Neighbors pleased with efforts to resolve noise issues during work on Bangor federal building

Posted Aug. 27, 2012, at 8:11 p.m.
Last modified Aug. 28, 2012, at 8:24 a.m.

BANGOR, Maine — Neighbors expected noise from the renovation of the Margaret Chase Smith Federal Building.

Then came the late-night jackhammer incident.

“Noise was pretty much tolerated, because you have a certain amount of noise with any construction project, but then the jackhammering incident really changed things,” said Bill Boothe, project coordinator for the $40,536,118 federal building and courthouse construction project, which is expected to last three years.

On at least one night the week before project officials met with city representatives and concerned neighbors in the offices of U.S. Sen. Susan Collins inside the federal building on Harlow Street, a worker used a jackhammer as part of the repair work on the rear parking deck around 2 a.m.

“Some nights it sounds like they’re emptying Dumpsters or bouncing them up and down. That’s been what it’s like. Other nights, there’s the beeping of trucks backing up,” said the Rev. Gerald Oleson, a resident of Court Street. “Then there was a rogue jackhammer dude out there for 20 minutes or so. It was just horrendous.

“Since their construction schedule said work was going to be going on from 5:30 p.m. to 3:30 a.m., we asked to meet with officials.”

Monday evening’s meeting at Bangor City Hall’s council chambers was a follow-up between Bangor city councilors, city officials, project representatives and concerned neighbors.

Overall, there appeared to be satisfaction with both the response and communication shown by contractor Consigli Construction of Portland and U.S. General Services Administration representatives.

“The response has been very positive and they’ve done what they could do for us and I’ve been thrilled,” said Oleson.
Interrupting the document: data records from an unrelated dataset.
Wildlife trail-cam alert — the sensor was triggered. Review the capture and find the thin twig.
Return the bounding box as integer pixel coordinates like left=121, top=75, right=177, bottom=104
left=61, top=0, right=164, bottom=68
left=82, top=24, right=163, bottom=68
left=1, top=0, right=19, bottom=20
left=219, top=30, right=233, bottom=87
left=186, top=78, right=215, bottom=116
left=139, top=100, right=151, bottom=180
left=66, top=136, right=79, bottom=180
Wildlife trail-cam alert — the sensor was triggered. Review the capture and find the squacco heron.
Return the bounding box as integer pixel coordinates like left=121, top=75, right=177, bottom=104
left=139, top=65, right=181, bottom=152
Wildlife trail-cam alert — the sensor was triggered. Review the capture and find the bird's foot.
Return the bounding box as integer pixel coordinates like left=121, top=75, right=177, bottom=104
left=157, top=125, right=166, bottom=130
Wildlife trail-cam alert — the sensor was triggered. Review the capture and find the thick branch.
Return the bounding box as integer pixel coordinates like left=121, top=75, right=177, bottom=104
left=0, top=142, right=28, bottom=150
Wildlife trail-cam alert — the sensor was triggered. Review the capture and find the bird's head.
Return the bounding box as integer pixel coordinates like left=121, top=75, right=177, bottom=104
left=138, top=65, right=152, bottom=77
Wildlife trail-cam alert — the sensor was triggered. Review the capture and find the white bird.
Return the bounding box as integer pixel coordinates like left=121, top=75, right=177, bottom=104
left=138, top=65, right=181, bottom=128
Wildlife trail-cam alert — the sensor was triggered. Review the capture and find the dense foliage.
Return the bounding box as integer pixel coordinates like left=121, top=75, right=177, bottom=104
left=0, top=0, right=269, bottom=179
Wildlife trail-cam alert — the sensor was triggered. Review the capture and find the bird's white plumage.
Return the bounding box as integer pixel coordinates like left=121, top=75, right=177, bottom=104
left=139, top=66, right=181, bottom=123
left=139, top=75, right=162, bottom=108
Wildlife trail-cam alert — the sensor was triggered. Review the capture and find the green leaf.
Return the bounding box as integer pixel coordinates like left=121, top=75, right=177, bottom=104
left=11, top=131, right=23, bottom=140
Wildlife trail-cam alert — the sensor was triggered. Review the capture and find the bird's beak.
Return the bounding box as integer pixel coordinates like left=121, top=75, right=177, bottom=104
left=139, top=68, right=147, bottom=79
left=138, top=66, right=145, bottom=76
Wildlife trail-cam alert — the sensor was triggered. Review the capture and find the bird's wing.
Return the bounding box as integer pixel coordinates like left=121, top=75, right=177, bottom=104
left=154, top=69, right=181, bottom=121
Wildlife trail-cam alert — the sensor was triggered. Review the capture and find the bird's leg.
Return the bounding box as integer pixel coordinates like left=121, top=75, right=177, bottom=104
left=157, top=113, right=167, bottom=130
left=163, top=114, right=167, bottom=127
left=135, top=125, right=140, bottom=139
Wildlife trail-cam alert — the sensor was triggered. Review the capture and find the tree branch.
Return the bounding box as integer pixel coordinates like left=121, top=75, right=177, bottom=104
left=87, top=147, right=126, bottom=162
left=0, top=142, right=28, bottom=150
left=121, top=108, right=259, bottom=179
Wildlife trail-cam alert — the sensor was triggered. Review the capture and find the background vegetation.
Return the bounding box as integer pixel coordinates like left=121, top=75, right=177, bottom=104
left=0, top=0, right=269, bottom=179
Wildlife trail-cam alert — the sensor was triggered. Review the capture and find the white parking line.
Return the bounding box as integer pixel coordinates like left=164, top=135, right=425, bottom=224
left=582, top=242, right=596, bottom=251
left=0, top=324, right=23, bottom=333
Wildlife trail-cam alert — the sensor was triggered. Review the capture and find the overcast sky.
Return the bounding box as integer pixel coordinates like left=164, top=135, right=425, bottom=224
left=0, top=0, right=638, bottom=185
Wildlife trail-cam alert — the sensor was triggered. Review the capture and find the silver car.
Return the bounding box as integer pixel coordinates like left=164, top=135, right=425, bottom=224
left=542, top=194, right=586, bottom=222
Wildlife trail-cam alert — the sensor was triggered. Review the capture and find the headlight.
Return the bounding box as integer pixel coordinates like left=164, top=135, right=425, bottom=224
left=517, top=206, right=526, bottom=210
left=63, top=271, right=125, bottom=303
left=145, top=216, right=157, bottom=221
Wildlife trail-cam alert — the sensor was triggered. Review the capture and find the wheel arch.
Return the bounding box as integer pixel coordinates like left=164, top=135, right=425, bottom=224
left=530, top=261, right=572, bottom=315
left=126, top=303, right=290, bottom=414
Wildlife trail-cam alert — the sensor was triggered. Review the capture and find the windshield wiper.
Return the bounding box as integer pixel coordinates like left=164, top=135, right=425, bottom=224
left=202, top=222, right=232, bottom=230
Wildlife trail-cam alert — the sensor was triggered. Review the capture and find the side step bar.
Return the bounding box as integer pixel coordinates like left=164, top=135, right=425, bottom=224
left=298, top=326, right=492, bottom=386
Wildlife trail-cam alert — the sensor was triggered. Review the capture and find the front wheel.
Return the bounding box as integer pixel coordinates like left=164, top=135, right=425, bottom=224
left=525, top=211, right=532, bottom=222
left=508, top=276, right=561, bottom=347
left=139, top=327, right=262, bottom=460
“I think the mitigation efforts we’ve made so far are working. We’ve heard that from a number of citizens,” said Bob Zarnetske, New England regional administrator for the GSA. “And we’re committed to continuing those efforts as well as dialogue with community members.”

Also present at Monday’s meeting was Patrick Sclafani, public affairs officer for GSA’s New England region, and Gianne Conard, GSA regional recovery executive and regional chief architect.
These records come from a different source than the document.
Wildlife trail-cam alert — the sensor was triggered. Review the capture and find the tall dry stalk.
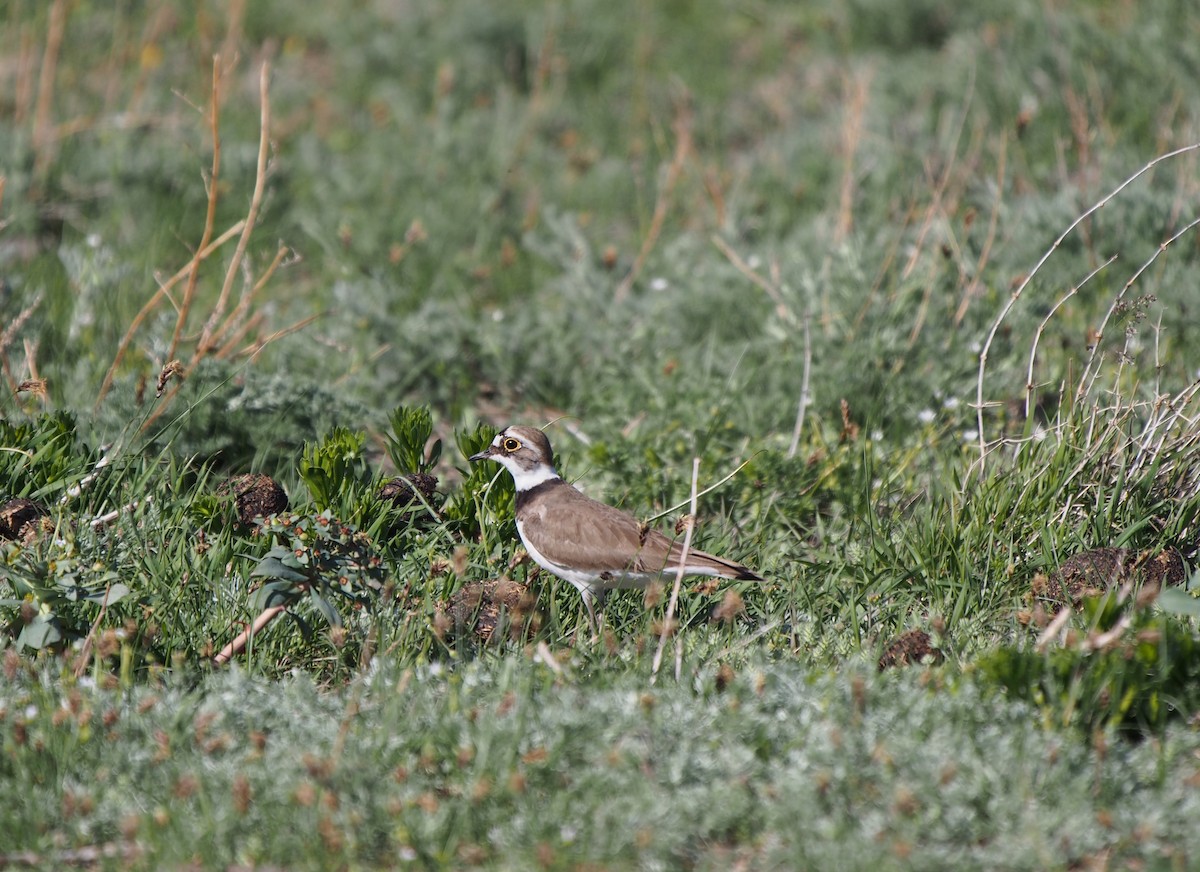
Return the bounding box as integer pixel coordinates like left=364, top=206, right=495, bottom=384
left=31, top=0, right=69, bottom=178
left=651, top=457, right=700, bottom=683
left=94, top=58, right=303, bottom=431
left=973, top=142, right=1200, bottom=472
left=615, top=98, right=694, bottom=304
left=167, top=57, right=225, bottom=364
“This was a great opportunity, even under the circumstances of being provoked by a certain incident, and it brought us together to help everyone feel better about this project going on in their community,” said Sclafani. “The lines of communication are established and wide open. We have one more year left on this project and I think it’s only going to go smoother the rest of the way.”
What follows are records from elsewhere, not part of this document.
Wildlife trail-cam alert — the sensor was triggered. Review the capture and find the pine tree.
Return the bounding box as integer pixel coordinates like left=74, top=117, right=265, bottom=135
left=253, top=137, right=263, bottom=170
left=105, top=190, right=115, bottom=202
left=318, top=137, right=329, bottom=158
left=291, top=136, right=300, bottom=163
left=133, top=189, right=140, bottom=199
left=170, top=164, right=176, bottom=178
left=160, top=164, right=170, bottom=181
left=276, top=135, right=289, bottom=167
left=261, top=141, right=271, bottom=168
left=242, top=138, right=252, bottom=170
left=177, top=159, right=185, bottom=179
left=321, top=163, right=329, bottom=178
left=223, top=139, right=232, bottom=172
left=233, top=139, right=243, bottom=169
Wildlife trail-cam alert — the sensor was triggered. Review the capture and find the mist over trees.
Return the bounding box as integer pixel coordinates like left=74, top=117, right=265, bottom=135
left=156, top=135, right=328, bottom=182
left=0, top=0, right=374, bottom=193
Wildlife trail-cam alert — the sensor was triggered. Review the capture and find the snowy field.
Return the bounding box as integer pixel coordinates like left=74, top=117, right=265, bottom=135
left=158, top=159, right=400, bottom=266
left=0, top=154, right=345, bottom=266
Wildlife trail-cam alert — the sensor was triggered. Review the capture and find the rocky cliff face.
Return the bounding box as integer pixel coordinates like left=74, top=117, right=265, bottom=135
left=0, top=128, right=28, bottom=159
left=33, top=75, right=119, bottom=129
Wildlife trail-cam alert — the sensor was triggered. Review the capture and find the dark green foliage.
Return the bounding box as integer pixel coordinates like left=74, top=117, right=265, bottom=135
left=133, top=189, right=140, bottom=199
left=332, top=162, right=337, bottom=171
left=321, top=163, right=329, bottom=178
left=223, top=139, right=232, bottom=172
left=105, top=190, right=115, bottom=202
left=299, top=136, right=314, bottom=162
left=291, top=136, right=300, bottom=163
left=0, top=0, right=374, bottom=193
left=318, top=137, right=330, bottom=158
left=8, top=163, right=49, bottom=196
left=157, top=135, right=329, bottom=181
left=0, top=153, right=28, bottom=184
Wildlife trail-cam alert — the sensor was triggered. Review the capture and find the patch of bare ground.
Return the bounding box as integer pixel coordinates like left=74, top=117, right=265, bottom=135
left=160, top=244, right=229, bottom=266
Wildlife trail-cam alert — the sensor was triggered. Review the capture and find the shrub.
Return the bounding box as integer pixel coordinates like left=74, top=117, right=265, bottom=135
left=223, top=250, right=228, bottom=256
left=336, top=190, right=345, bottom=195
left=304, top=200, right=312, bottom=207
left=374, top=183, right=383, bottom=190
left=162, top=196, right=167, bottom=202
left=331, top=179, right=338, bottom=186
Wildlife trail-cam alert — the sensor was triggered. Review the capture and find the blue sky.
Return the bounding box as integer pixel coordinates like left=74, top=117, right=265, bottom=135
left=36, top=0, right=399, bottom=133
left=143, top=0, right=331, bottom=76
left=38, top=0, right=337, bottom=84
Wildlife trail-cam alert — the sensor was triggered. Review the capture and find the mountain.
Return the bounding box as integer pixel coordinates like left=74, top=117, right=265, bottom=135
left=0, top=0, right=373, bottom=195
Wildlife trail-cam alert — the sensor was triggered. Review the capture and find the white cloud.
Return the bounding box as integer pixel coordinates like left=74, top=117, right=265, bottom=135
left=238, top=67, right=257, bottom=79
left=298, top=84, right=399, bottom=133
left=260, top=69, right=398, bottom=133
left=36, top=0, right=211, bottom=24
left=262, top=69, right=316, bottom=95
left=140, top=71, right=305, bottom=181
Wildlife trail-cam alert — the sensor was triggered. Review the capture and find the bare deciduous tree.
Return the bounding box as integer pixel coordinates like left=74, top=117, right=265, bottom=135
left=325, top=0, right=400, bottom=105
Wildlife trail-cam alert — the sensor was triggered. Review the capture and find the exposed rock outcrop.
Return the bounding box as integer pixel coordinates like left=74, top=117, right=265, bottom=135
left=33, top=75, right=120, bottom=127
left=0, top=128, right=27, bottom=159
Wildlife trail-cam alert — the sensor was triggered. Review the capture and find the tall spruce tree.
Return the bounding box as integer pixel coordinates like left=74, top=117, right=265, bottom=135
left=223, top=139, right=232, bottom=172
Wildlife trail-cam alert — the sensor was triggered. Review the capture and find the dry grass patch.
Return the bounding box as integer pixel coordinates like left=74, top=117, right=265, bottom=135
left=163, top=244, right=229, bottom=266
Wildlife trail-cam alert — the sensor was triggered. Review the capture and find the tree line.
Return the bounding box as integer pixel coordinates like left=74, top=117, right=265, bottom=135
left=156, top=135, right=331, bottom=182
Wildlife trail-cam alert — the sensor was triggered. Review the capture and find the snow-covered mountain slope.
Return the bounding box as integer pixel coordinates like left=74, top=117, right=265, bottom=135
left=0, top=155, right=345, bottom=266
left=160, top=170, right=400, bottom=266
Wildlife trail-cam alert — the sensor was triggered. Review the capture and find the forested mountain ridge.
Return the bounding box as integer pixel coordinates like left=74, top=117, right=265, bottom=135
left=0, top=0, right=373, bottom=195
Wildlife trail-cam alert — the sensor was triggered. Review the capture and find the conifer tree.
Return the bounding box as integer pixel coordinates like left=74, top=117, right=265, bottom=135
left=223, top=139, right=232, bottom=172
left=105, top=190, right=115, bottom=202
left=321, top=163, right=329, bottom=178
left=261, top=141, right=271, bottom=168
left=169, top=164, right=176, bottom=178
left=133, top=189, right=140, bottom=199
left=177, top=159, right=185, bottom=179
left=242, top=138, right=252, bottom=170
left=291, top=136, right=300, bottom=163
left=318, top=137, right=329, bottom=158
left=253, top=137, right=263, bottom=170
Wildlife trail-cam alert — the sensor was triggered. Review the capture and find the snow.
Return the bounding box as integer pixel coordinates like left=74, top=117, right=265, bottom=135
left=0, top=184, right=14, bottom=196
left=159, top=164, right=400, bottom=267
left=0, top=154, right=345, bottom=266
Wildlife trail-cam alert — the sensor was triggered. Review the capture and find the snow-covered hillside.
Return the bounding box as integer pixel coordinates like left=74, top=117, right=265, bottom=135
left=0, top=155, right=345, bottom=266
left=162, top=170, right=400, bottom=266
“We want people to know they can pick up the phone and talk to members of the GSA and we’re going to deal with it,” Zarnetske said.

Franklin Place resident and president of the residents’ association John Collins said he was impressed by how his concerns were addressed by work crew officials early on.

“My wife and I were eating supper and up comes this big light blinding us. I went over and talked to one of the bosses and told him what happened and he said he could shield the lights, and the next night they did it and that took care of the problem.”

Sclafani explained to those at the meeting that some types of work had to be done overnight for public health, security and safety reasons at a federal facility.

The nature of the work — some of which involves large amounts of dust and debris, and the use of heavy equipment — and the presence of workers at the federal building, court cases being held during regular workday hours and concerns about potentially uncontrolled access to federal offices and personal information make night construction necessary.

Franklin Place resident Janet Kolkebeck asked project officials why the work schedule couldn’t be extended so overnight work wouldn’t be necessary.

It was explained that delays would increase the cost of the project.

Zarnetske said he wants people to know that the GSA cares about how it affects local communities.

“We believe we’re members of the community,” Zarnetske said. “We want to be active and engaged members of the community and we want to try and resolve problems, especially if we’re the source of those problems.”